How a 7-year-old girl's trip to Tesco helped 'Let Toys Be Toys'
Maggie Cole spotted a sign in Tesco: "Fun gifts for boys." She questioned the gender biased marketing. Her mom posted the photo on Facebook and tweeted it. Tesco has promised to remove the signs.
Twitter/Karen Cole
A family’s trip to Tesco, a U.K.-based grocery and general merchandise store, has led to promised change.
In a blog post, Karen Cole, of Shaftesbury, England, writes that she and her 7-year-old daughter, Maggie, went to Tesco’s Tower Park store and Maggie spotted a sign indicating that the toys present were “fun gifts for boys.”
When Ms. Cole tweeted a photo of her daughter to the chain and to the “Let Toys Be Toys” campaign, which aims to stop retailers from dividing toys by gender, the unexpected happened — after endorsements from the “Let Toys Be Toys” campaign, she heard back.
The store then promised to take down the sign from all stores, Buzzfeed reported.
The response from Tesco is the latest success for the “Let Toys Be Toys” campaign, led by a group of British parents. In fall 2013, the campaign persuaded British Toys R Us stores to take out explicit references to gender in their stores.
In the U.S., similar toy campaigns have focused largely on products marketed to girls, including organizations such as the Brave Girls Alliance, A Mighty Girl, and Princess-Free Zone.
A Mighty Girl started a Change.org campaign encouraging Toys R Us stores to remove “boy” and “girl” headings from their catalogs, among other demands.

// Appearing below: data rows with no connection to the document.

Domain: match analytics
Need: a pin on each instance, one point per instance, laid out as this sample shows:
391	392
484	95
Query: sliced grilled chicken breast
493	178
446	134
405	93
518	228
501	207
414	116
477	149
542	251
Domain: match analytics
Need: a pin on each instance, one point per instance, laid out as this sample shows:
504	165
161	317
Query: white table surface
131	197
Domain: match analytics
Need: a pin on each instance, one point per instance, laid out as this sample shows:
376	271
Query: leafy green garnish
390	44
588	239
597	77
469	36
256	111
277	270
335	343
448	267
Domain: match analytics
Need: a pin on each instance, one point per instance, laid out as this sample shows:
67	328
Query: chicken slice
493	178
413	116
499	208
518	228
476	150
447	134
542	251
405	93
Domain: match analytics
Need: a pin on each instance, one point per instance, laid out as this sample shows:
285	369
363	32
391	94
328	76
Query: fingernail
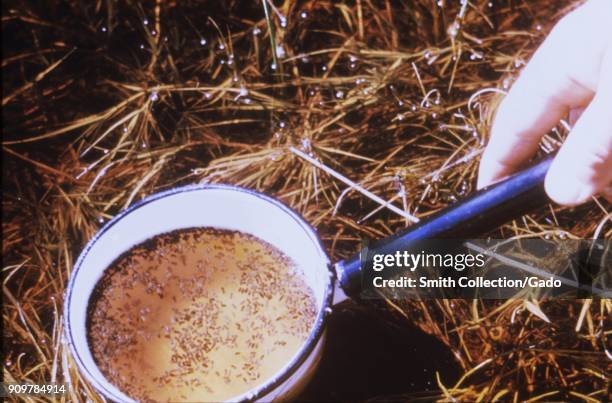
567	191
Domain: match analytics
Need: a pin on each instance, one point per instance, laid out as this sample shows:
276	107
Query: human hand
571	71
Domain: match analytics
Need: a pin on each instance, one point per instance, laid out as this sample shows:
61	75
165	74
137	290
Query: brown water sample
198	315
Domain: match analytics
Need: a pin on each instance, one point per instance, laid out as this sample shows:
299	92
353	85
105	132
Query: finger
583	166
543	94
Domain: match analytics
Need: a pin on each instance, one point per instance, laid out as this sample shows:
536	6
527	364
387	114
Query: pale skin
569	76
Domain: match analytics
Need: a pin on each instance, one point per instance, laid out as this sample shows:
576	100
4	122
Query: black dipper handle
471	217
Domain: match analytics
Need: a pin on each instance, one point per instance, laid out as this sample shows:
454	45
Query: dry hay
105	103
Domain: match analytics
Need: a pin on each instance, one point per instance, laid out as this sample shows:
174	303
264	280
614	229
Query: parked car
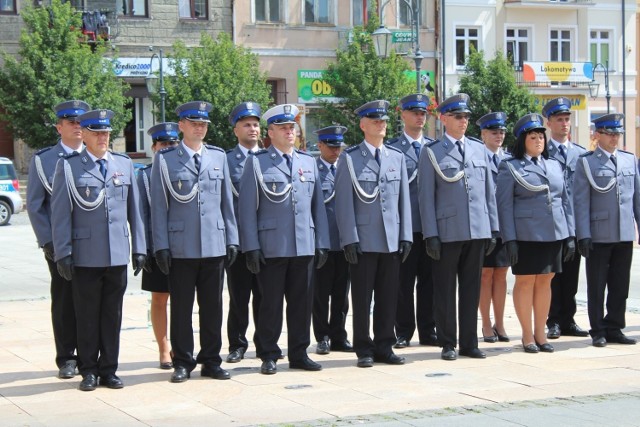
10	200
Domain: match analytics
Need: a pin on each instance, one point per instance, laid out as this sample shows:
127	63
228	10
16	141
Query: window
467	40
318	11
560	45
362	10
268	11
135	8
7	7
192	9
517	46
599	46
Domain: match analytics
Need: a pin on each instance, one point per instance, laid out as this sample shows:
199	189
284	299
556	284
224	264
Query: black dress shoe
236	355
89	383
344	346
111	381
390	359
554	332
180	374
401	342
365	362
306	364
448	353
599	341
575	331
215	372
323	346
474	353
268	367
621	338
68	370
545	348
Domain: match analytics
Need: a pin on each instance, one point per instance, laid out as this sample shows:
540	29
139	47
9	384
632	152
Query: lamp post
594	86
382	37
150	80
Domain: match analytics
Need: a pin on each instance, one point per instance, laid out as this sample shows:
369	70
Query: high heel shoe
501	338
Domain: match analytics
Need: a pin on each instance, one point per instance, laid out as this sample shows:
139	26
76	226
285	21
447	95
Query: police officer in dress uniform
564	286
418	264
493	287
94	204
194	230
606	200
242	284
282	224
459	223
41	170
332	280
163	135
373	207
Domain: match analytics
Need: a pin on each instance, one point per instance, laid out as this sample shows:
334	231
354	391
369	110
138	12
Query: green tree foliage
492	86
218	72
359	76
54	65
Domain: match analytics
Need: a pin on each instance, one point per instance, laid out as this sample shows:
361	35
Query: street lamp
382	37
151	81
594	86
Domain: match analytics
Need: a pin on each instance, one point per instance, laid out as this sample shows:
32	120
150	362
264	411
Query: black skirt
155	281
538	258
497	258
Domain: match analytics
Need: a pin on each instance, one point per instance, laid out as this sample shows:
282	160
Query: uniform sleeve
61	214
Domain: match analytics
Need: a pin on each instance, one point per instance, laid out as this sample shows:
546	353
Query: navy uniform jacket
39	187
96	237
401	143
379	224
290	225
192	222
527	215
464	209
607	217
327	181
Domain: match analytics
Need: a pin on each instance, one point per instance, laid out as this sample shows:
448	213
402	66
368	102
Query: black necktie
103	167
196	161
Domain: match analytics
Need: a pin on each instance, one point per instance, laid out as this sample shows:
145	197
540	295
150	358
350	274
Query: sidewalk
577	385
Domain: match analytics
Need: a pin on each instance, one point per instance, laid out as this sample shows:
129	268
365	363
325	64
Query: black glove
491	243
351	253
584	246
569	249
163	259
232	254
48	251
254	259
138	261
433	248
512	252
65	267
322	255
403	251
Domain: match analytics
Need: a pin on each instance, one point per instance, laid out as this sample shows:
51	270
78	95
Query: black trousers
290	279
204	277
242	285
608	267
63	316
97	297
416	267
564	287
374	276
331	282
461	261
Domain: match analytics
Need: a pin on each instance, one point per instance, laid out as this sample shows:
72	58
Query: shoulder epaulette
44	150
213	147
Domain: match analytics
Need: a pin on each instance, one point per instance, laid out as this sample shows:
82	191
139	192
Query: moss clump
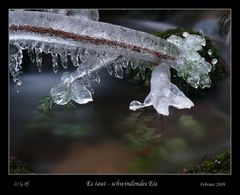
17	166
217	73
217	164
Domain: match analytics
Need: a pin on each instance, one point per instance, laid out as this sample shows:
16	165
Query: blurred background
104	136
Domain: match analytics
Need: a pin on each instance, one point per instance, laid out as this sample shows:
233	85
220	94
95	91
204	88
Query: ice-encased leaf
163	93
79	92
60	94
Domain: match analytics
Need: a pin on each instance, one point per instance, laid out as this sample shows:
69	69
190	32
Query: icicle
55	62
118	71
97	79
210	52
31	54
38	52
142	69
110	69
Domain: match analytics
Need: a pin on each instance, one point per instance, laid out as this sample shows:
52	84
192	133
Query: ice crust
90	58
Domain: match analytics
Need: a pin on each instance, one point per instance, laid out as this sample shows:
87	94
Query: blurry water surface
104	136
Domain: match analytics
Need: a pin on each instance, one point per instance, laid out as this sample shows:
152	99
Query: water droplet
97	79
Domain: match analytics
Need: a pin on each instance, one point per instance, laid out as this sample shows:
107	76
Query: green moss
17	166
218	164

The campaign has attracted 4,058 supporters as of press time.
And last year’s “Princess Machine” video went viral. The video showed young girls who set up a Rube Goldberg-esque machine to roll balls around a family’s living room and swing buckets on strings, eventually pushing a button to turn off a television program showing three girls, dressed in pink, watching a tea party on television.

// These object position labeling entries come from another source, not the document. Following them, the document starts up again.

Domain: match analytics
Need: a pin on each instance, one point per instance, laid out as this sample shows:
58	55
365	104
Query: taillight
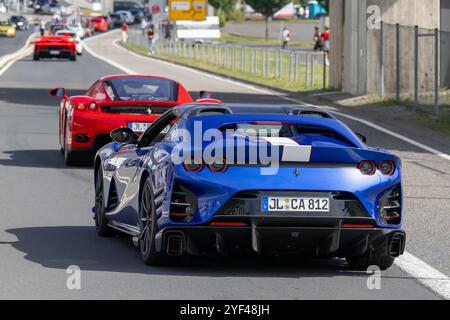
390	206
387	167
218	165
194	166
367	167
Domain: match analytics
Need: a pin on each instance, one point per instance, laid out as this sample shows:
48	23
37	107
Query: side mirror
123	136
58	93
362	137
204	95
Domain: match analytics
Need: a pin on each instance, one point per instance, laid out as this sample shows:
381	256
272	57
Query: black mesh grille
390	207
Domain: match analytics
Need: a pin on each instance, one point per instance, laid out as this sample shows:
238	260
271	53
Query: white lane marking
421	271
14	60
109	61
425	274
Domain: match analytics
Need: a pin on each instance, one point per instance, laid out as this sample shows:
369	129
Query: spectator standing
152	38
326	42
287	36
318	43
143	25
124	33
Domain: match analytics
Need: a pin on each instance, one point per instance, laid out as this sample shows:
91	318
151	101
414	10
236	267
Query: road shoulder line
421	271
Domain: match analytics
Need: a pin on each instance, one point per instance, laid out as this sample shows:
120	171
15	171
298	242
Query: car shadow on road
60	247
37	159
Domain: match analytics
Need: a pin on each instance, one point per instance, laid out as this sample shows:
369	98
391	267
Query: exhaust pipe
175	244
397	245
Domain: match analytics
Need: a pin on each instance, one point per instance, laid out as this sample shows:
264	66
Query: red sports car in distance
133	101
55	47
101	23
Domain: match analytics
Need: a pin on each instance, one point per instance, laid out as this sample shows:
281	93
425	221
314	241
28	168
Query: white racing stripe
292	151
8	60
421	271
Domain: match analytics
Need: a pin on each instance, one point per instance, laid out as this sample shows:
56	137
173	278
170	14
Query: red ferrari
55	47
133	101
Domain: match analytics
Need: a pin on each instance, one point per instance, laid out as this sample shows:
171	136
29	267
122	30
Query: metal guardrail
308	69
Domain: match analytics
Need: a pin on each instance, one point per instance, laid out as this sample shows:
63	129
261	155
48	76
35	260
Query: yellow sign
194	10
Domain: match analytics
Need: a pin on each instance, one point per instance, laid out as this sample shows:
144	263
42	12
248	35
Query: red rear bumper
90	131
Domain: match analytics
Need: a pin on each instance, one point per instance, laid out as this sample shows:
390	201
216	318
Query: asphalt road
46	225
10	45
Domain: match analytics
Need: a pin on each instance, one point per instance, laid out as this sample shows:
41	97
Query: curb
7	59
261	85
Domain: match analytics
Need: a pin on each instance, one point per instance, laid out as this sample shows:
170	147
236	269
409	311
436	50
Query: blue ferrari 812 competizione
229	179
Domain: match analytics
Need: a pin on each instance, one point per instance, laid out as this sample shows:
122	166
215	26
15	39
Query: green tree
267	8
226	9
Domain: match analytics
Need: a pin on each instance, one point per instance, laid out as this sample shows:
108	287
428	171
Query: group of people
322	40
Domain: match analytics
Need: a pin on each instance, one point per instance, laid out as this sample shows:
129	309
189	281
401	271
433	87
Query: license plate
290	204
139	126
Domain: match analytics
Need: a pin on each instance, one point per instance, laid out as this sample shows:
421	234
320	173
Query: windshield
142	89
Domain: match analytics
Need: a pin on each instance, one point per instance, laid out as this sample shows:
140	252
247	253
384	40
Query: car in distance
55	47
74	35
330	195
133	101
20	22
7	29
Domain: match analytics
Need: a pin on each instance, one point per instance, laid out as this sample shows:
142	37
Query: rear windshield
142	89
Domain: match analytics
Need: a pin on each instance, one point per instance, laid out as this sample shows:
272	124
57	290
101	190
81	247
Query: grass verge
257	78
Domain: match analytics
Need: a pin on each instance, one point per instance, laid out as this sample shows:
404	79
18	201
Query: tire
101	223
370	258
148	229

When Maggie spotted the gender-biased Tesco sign, it reminded her mother of a conversation the family had the year prior, she writes on her blog.
In 2013, Tesco initially defended marketing a chemistry set to boys, saying on Twitter that “toy signage is currently based on research and how our customers tell us they like to shop in our stores,” The Independent reported. Soon after, Tesco reversed the decision and reviewed how toys are labeled online.
Cole and Maggie found a wave of support after Cole’s initial tweet. Users retweeted Maggie’s stern face about 10,475 times, “favoriting” the post more than 11,500 times.
Signs and labels noting the gender for specific toys hurt children, Cole says, because “children are being teased and bullied for not conforming to the perceived gender norms.”